勉強したか教えられたかのどちらかであろう。
「そうですか。私は自筆証書遺言の方をお聞きしたかったのですが」
構え損ねたという感じで顔を下に伏せた。少し間(ま)があり何かを考えているようであった。
「あっ、そちらのほうでしたら、生前、二朗さんから田所先生が保管しているとは聞いておりました」
「内容は、どうでしょう」
「いいえ、聞いておりません」
「家庭裁判所で開封された時に内容を聞いてどう思われましたか」
「結衣さんが相続するのかと思っていました」
「そうですか。でも、お子さんと半々の遺言でしたよね」
「そうですね。明雄のことも気にかけてもらっていたのだと思いました」
「さぞ、びっくりされたでしょう」
「遺言書を作られた時期には、明雄はまだ平社員でしたから」
明らかに動揺しているようであった。というよりも、開封されたときの衝撃を思い浮かべて、心此処にあらずという様子が伺える。
「家族思いの方だったんですね」
「先生、二朗さんの相続はどのようになるのでしょうか」
「公正証書遺言が優先されます」
「公正証書だからですね」
「いいえ。公正証書だからというわけではありません。自筆証書遺言でも新しく書かれたものが優先され、法律をどのように駆使しようと覆りません。今回は公正証書遺言が後なので優先されるということです」
「そうですか」
どこか、うわの空のようだ。自筆遺言と公正証書遺言との別は分かっているが、その意味や効力は知らないのだと思った。
「あと一つお聞きしたいのですが宜しいでしょうか」
「はい、どうぞ」
「ZODIAC SIGN(ゾディアック サイン)建設の専務さんである、名子さんと親しいとお聞きしたのですが」
「親しいというわけではありません。お聞きになられたかも知れませんが、前の主人である琢磨さんの浮気に悩まされていた頃に、偶然に知り合って相談に乗っていただいておりました」
「そのようにお聞きしております」
「どのように思っておられるかは存じませんが、男女の関係などはございません」
「それは、少しも疑っておりませ」
「ところで過去に、名子さんから合併のお話などは聞いておられませんか」
「いいえ。私もつい先だって結衣ちゃんから聞いて知りました」
「そうでしたか」
「今回、会社が名子さんの会社に合併されると聞いたあと、名子さんとお話しされましたか」
「はい」
「どのように」
「会社はどうなるのですかと聞きました」
「それで、何とおっしゃってましたか」
「長く経営から離れていた琢磨さんの補助をして、経営を安定化する為と。それに合併ではなくグループ化なので消滅しませんと」
「すると、会社を解体するというわけではないのですね」
「はい、そのように話されておられました」
「わかりました。私がお聞きしたかったのはここまでです。会社の基盤が安定することを祈っております」
私たちは、二人に挨拶し引き上げる旨を伝えたあと、結衣さんに頼み事があり耳打ちした。
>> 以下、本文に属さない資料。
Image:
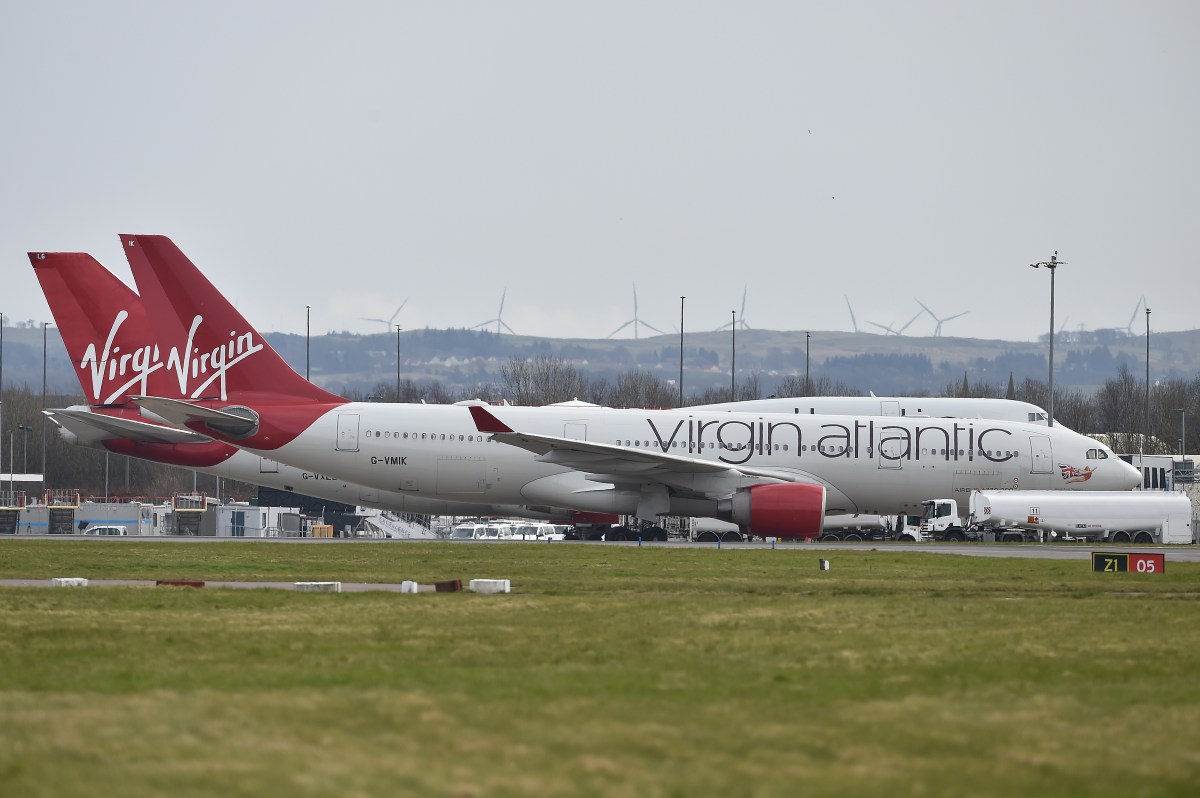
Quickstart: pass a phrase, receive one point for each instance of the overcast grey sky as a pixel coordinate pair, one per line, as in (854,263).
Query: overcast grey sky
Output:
(354,155)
結衣さんから、車でお送ると言われたが、丁重にお断りして会社をあとにした。
それを見た伊藤さんが、「先生、どちらかにお寄りになるのですね」と聞いてきた。
「よく、分かったね」
「分かります。ロダンになりかけておられたのと、最後に結衣さんに何か耳打ちされておられましたから」
「さすが伊藤さん。ははははー」と笑いながら、駅へ向かった。
道中、伊藤さんが再度尋ねる。
「先生、さっきは何に引っかかったのですか」
「遺言書だよ。普通は遺言書と言えばどちらのと答えるはずだ。万が一、今回もめている公正証書遺言と想像したとしても、語気荒く言う必要はない。また、特に引っかかったのは公正証書遺言が強いと思っているところだ」
頷く伊藤さんを横目に続ける。
「公正証書遺言を殊更に強調し過ぎでいた」
「確かに、公正証書遺言に対して極端な反応でした」
「今から、それを確認に行こう」
「ZODIAC SIGN建設の名子専務のところですね」
「いいえ、違います」
なぜだろうという顔をしていたが、行き先の切符を買って彼女に渡した。